The U.S. Constitution does not specifically grant life tenure to the justices or other federal judges. The Constitution merely says, “The Judges, both of the supreme and inferior Courts, shall hold their Offices during good Behaviour . . . .” Paul Carrington, a Duke University law professor, has suggested that the “good Behaviour” provision was not intended to provide life-time appointments and that term limits could be imposed by statute.


[1]  This issue was phrased by the Supreme Court itself in granting review of the case. Previous posts have reviewed the Voting Rights Act of 1965; the Voting Rights Act of 2006; the prior Supreme Court case regarding the latter statute (Northwest Austin Municipal Utility District No. One v. Holder); and the decision of the U.S. Court of Appeals for the District of Columbia Circuit in the Shelby County case. The transcript of the recent Supreme Court arguments in Shelby County is available online as are the petitioner’s brief, the respondent’s brief for the U.S. Government and the reply brief for the petitioner in the case. Other briefs in the case for three intervenors, 19 amici curiae (friends of the court) supporting the petitioner and 28 amici curiae supporting the U.S. Government can also be found on the web. Excellent commentaries about the case are available on the respected scotusblog.
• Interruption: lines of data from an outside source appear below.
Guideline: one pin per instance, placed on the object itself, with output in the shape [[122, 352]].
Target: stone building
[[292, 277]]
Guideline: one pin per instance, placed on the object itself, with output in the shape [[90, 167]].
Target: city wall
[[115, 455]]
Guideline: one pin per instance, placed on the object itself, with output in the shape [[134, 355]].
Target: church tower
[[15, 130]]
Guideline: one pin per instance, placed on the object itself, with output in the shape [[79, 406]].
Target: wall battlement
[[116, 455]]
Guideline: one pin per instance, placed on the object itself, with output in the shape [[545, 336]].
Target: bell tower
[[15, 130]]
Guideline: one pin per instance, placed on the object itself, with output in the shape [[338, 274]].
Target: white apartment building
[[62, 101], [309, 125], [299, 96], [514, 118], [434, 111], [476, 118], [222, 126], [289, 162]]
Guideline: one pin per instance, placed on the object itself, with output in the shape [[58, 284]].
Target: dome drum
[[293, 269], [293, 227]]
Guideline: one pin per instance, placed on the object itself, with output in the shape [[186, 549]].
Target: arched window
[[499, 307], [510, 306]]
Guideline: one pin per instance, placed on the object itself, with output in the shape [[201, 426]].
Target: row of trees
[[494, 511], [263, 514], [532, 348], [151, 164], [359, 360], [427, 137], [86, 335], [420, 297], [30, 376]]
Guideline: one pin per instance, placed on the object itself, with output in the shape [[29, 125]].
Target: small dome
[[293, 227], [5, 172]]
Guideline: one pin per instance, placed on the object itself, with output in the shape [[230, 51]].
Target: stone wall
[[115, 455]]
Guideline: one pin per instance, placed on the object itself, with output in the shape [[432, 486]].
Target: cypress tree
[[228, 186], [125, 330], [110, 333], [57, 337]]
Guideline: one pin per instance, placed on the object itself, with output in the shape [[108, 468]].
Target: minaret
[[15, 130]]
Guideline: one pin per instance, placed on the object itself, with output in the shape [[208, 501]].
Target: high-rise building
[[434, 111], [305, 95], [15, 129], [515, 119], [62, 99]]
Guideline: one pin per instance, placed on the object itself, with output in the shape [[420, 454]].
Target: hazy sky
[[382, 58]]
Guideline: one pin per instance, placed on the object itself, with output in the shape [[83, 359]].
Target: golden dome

[2]  E.g., Liptak, Voting Rights Law Draws Skepticism from Justices, N.Y. Times (Feb. 27, 2013); Gerstein, 5 Takeaways from the Voting Rights Act arguments, Politico (Feb. 27, 2013).

[3] Roberts’ hostility to the Voting Rights Act apparently goes back to 1981 when as a young lawyer in the Department of Justice he was working on Reagan Administration efforts to weaken the Voting Rights Act.

[4]  E.g., Blum, The Supreme Court Can Update the Obsolete Voting Rights Act, W.S.J. (Feb. 24, 2013); Room for Debate: Is the Voting Rights Act Still Needed?, N.Y. Times (Feb. 27, 2013) (Shapiro; Pilder); Savage, Decision on Voting Law Could Limit Oversight, N.Y. Times (Feb. 28, 2013); Will, The Voting Rights Act stuck in the past, Wash. Post (Mar. 1, 2013).

[5] E.g., Room for Debate: Is the Voting Rights Act Still Needed?, N.Y. Times (Feb. 27, 2013) (Wydra; Charles & Fuentes-Rohwer; Garza; Smith), supra;  Savage, Decision on Voting Law Could Limit Oversight, N.Y. Times (Feb. 28, 2013), supra.